The concept for cameras with live preview largely derives from electronic (video) TV cameras. Until 1995 most digital cameras did not have live preview, and it was more than ten years after this that the higher end digital single-lens reflex cameras (DSLR) adopted this feature, as it is fundamentally incompatible with the swinging-mirror single-lens reflex mechanism.
The first digital still cameras with an LCD and live preview were the Casio QV-10 and Ricoh RDC-1 in 1995. The first prosumer camera to use live view for both exposure control and preview framing was the fixed-lens Canon PowerShot G1 from 2000, although this was still in the line of compact cameras.
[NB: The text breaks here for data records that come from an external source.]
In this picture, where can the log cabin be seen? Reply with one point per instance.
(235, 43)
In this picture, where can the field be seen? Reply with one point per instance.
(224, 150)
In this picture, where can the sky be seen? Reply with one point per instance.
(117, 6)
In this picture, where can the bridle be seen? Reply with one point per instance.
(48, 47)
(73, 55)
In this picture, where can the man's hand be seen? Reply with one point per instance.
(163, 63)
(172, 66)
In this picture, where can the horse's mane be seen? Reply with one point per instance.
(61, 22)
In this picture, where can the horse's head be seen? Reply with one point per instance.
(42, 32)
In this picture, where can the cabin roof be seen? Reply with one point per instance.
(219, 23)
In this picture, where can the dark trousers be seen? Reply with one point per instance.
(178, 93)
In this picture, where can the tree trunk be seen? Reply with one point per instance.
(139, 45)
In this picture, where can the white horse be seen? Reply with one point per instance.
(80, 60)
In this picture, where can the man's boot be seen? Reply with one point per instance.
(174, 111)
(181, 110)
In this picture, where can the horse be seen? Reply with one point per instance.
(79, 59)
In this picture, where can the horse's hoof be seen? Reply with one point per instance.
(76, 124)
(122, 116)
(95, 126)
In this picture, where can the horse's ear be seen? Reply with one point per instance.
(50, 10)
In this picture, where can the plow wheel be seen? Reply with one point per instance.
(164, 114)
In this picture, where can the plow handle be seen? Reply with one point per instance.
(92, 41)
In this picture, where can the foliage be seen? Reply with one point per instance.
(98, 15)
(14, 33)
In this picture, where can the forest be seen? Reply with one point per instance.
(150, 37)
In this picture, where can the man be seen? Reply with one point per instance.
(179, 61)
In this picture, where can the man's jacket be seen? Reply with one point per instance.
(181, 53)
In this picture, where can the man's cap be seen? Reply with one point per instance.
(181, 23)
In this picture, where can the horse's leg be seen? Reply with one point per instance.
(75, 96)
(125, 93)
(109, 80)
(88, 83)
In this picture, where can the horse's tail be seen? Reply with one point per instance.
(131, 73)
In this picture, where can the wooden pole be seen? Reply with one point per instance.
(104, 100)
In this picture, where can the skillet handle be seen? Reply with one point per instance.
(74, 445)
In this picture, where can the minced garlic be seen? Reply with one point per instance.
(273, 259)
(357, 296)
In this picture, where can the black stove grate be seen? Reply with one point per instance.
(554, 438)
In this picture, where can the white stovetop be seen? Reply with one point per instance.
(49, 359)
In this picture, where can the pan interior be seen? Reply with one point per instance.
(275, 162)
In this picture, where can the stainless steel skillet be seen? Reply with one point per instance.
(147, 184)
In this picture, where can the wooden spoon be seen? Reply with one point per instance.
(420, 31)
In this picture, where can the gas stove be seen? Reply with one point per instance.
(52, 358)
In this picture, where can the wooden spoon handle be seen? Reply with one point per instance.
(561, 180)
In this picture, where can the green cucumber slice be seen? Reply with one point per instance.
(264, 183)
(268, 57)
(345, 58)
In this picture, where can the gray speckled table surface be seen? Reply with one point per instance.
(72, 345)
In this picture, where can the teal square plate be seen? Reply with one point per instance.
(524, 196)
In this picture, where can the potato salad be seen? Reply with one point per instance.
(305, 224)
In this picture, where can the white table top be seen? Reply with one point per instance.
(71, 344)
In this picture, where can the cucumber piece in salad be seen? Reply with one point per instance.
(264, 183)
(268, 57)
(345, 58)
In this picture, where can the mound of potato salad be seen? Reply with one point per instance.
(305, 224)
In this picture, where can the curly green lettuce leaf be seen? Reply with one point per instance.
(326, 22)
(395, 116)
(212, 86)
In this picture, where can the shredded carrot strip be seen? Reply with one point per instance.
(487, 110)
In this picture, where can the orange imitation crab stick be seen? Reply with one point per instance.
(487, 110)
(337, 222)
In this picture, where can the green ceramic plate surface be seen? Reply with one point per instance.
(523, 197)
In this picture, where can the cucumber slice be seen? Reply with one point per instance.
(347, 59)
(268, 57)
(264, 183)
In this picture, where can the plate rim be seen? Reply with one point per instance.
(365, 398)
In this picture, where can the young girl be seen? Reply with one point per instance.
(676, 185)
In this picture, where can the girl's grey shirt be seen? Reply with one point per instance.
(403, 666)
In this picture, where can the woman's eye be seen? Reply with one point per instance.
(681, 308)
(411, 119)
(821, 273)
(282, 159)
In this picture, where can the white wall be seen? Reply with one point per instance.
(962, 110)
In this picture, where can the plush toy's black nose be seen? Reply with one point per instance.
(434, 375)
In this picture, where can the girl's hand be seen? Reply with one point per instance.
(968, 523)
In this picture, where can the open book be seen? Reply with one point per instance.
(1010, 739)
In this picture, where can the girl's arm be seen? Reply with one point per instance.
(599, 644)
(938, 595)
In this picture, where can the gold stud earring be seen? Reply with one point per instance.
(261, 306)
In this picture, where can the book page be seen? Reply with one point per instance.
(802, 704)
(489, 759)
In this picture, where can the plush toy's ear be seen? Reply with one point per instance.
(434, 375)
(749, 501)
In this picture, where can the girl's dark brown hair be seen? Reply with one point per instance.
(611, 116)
The first DSLR to use live view for framing preview only was the fixed-lens Olympus E-10 from 2000. The first interchangeable-lens DSLR to use a live preview was the Fujifilm FinePix S3 Pro, which was launched in October 2004. Its "Live Image" mode could display a live, black-and-white preview of the subject that could be magnified for manual focusing purposes, although the preview was limited to a duration of thirty seconds. It was followed in early 2005 by the Canon EOS 20Da, a special version of the Canon EOS 20D with modifications for astrophotography, which included a similar focus preview feature. The first general-use interchangeable-lens DSLR with live view for framing preview only was the Olympus E-330 of 2006. The first general-use interchangeable-lens DSLRs with live view for both exposure simulated preview and framing preview were the Canon EOS 1Ds Mark III and Canon EOS 40D of 2007.